How to extract data from a filled form (PDF, scan, or photo)
Pull field values from any filled form — AcroForm PDF fields, printed text, or handwriting — with pypdf, pdfminer, and AI extraction for mixed or handwritten forms.
Extracting data from a filled form requires knowing what kind of form you're dealing with. A digital PDF with form fields (AcroForm) is the easiest case — the values are stored in the PDF metadata. A printed form that was filled out by hand is the hardest — it requires OCR and then layout-aware parsing to match each answer to its label.
Case 1: Digital PDF with AcroForm fields
Many PDFs created from government forms, tax software, or document management systems are interactive AcroForms — they have fillable fields whose values are stored in the PDF file. pypdf reads these directly:
- pip install pypdf
- from pypdf import PdfReader
- reader = PdfReader('filled_form.pdf')
- fields = reader.get_fields() # returns {field_name: field_object}
- for name, field in fields.items():
- print(name, field.value)
get_fields() returns a flat dict of field names to values. Checkbox fields return '/Yes' or '/Off'. Radio buttons return the selected option value. Signatures return an object (not the signature content itself). This is the most accurate extraction path when it works — there's no reconstruction, just reading the stored values.

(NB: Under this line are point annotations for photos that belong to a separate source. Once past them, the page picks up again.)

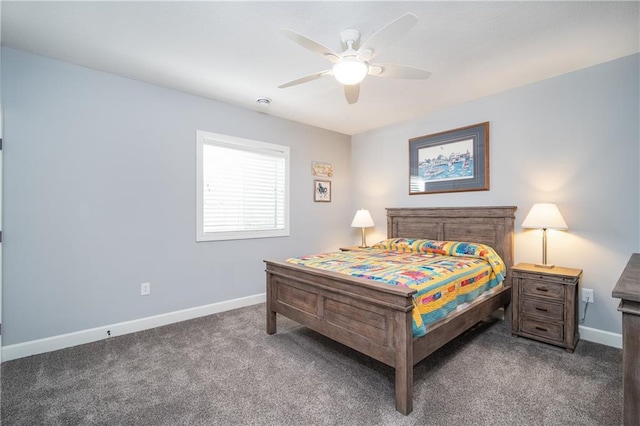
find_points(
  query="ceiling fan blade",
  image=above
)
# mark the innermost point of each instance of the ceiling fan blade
(389, 33)
(398, 71)
(304, 79)
(309, 44)
(352, 93)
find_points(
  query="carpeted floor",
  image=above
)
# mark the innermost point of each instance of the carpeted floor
(225, 370)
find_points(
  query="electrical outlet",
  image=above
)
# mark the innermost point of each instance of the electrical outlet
(145, 289)
(587, 295)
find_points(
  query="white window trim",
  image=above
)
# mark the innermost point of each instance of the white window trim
(203, 137)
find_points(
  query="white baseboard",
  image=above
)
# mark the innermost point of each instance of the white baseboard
(34, 347)
(599, 336)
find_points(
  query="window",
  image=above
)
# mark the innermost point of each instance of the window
(242, 188)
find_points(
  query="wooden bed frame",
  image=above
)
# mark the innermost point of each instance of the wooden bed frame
(375, 318)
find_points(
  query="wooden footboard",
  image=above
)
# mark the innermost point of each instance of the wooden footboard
(372, 318)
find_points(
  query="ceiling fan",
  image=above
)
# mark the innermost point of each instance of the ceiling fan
(352, 65)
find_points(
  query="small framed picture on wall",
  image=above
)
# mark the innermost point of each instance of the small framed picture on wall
(322, 191)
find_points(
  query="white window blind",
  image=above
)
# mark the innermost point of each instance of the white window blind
(242, 188)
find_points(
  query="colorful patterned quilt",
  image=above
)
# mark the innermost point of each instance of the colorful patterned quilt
(444, 273)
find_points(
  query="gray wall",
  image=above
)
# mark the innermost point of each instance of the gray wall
(572, 140)
(99, 196)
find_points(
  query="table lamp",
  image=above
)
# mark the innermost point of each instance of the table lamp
(544, 216)
(363, 220)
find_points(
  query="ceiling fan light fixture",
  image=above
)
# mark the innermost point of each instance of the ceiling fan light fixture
(350, 70)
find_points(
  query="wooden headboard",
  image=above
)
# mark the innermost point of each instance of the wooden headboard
(487, 225)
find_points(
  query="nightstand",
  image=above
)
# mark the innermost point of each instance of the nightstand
(545, 304)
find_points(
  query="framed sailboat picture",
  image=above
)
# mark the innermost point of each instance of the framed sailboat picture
(451, 161)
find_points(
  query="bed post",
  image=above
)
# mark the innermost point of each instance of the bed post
(404, 363)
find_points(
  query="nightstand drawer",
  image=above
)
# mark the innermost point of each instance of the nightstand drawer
(543, 289)
(543, 329)
(543, 309)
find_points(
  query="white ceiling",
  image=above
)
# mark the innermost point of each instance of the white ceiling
(231, 50)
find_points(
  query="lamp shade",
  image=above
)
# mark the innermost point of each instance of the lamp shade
(544, 216)
(362, 219)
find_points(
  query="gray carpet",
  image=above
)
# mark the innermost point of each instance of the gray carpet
(224, 369)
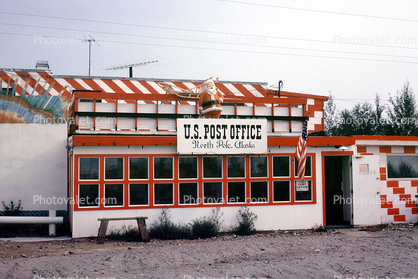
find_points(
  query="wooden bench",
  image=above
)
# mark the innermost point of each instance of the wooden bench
(105, 221)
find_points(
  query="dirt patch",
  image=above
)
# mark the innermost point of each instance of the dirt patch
(392, 252)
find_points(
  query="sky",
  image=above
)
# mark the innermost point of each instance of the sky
(353, 49)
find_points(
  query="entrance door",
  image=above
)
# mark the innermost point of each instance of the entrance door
(366, 187)
(337, 190)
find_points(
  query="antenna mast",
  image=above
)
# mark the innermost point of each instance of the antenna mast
(91, 39)
(130, 66)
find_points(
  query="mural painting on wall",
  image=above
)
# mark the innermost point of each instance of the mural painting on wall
(23, 104)
(209, 97)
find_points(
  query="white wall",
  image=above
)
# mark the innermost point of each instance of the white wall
(85, 223)
(33, 165)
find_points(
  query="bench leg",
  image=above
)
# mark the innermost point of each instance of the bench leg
(102, 231)
(143, 229)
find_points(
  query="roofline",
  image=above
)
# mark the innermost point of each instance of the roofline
(129, 78)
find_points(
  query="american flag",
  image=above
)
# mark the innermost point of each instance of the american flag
(301, 150)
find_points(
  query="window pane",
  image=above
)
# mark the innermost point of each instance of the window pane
(304, 195)
(138, 168)
(236, 192)
(187, 167)
(281, 191)
(88, 195)
(113, 194)
(402, 166)
(259, 191)
(308, 167)
(163, 193)
(138, 194)
(188, 193)
(89, 168)
(212, 167)
(113, 168)
(236, 166)
(212, 192)
(281, 166)
(258, 166)
(163, 167)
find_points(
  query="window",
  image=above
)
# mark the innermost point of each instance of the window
(236, 167)
(281, 166)
(163, 168)
(308, 167)
(281, 191)
(259, 166)
(236, 192)
(212, 192)
(88, 195)
(259, 191)
(188, 193)
(163, 193)
(89, 168)
(113, 168)
(138, 194)
(114, 194)
(303, 192)
(187, 167)
(212, 167)
(402, 166)
(138, 168)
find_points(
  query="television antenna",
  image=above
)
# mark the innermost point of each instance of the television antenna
(130, 66)
(89, 40)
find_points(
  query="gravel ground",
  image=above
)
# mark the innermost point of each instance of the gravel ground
(347, 253)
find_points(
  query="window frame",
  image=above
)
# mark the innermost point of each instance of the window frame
(267, 194)
(310, 189)
(197, 167)
(154, 194)
(79, 168)
(79, 195)
(123, 168)
(129, 168)
(172, 168)
(267, 167)
(221, 196)
(105, 198)
(197, 193)
(289, 165)
(245, 191)
(227, 167)
(129, 194)
(289, 182)
(222, 167)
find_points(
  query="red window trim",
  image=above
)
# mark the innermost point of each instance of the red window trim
(150, 181)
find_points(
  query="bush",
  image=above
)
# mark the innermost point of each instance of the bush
(207, 226)
(246, 220)
(129, 234)
(166, 229)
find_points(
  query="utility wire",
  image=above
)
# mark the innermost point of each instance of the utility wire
(205, 42)
(236, 50)
(320, 11)
(206, 31)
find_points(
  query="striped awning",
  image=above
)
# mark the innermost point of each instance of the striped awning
(114, 85)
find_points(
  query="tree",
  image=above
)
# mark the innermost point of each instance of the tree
(360, 120)
(330, 117)
(402, 113)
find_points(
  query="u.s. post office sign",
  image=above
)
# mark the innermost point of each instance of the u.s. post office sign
(221, 136)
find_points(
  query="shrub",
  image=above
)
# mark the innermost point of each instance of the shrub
(164, 228)
(319, 228)
(246, 220)
(12, 209)
(129, 234)
(207, 226)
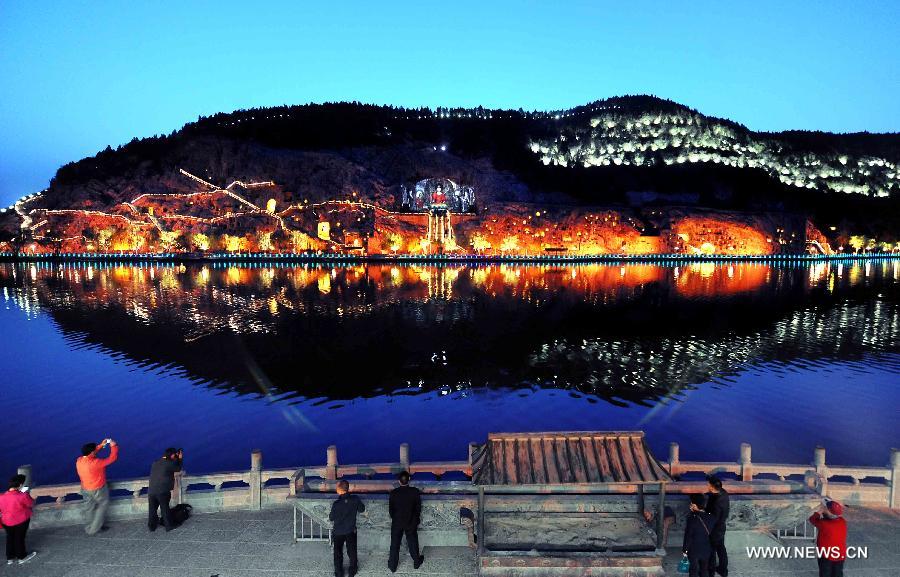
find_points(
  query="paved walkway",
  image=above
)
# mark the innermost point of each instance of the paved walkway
(877, 529)
(245, 544)
(234, 544)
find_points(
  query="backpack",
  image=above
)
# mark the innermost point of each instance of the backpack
(180, 513)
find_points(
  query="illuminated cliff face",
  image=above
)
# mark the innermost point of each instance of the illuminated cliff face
(545, 182)
(609, 138)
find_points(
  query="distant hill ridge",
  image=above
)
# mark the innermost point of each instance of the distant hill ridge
(598, 154)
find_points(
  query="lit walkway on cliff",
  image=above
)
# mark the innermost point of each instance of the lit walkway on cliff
(257, 544)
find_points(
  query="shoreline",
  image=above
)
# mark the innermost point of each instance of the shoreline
(432, 258)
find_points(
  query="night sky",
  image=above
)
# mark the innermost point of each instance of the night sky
(76, 77)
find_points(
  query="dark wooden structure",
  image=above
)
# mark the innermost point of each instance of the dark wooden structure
(574, 497)
(567, 458)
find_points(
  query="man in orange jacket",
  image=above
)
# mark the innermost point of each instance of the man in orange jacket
(831, 538)
(92, 472)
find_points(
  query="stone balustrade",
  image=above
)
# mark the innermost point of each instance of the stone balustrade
(873, 486)
(258, 488)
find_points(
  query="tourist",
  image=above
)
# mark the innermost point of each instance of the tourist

Gotcha: some PDFs flatten the form during creation or print-to-PDF — the visual appearance of checked boxes and filled text is preserved but the underlying field data is gone. get_fields() returns None or empty for flattened forms. Check whether the PDF has interactive fields before assuming AcroForm extraction will work.
Case 2: Printed form (PDF or scan), filled with typed text
A form that was filled using a typewriter, printed from a typed-in Word document, or scanned after being printed and typed on — has no AcroForm fields. The answers are baked into the visual layer. You need text extraction plus layout awareness to match answers to labels.
pdfplumber gives you word-level bounding boxes, which lets you find answer text by its position relative to label text:
- import pdfplumber
- with pdfplumber.open('form.pdf') as pdf:
- words = pdf.pages[0].extract_words()
- # words is a list of {text, x0, y0, x1, y1}
- # Find label 'Date of Birth:' and collect words to its right on the same line
- labels = {w['text']: w for w in words if w['text'].endswith(':')}
- for label, lw in labels.items():
- answer_words = [w['text'] for w in words if abs(w['y0'] - lw['y0']) < 5 and w['x0'] > lw['x1']]
- print(label, ' '.join(answer_words))
This works when the form was typed on a computer and the text layer is clean. It breaks on multi-column forms, forms where the answer field extends below the label, and any scan (no text layer).
Case 3: Handwritten forms (scanned or photographed)
Handwritten forms are the hardest case. Tesseract and standard OCR tools are built for printed text — accuracy on handwriting is typically 50-70%, dropping further on messy cursive or non-standard pen strokes. The result needs heavy cleanup even when it runs.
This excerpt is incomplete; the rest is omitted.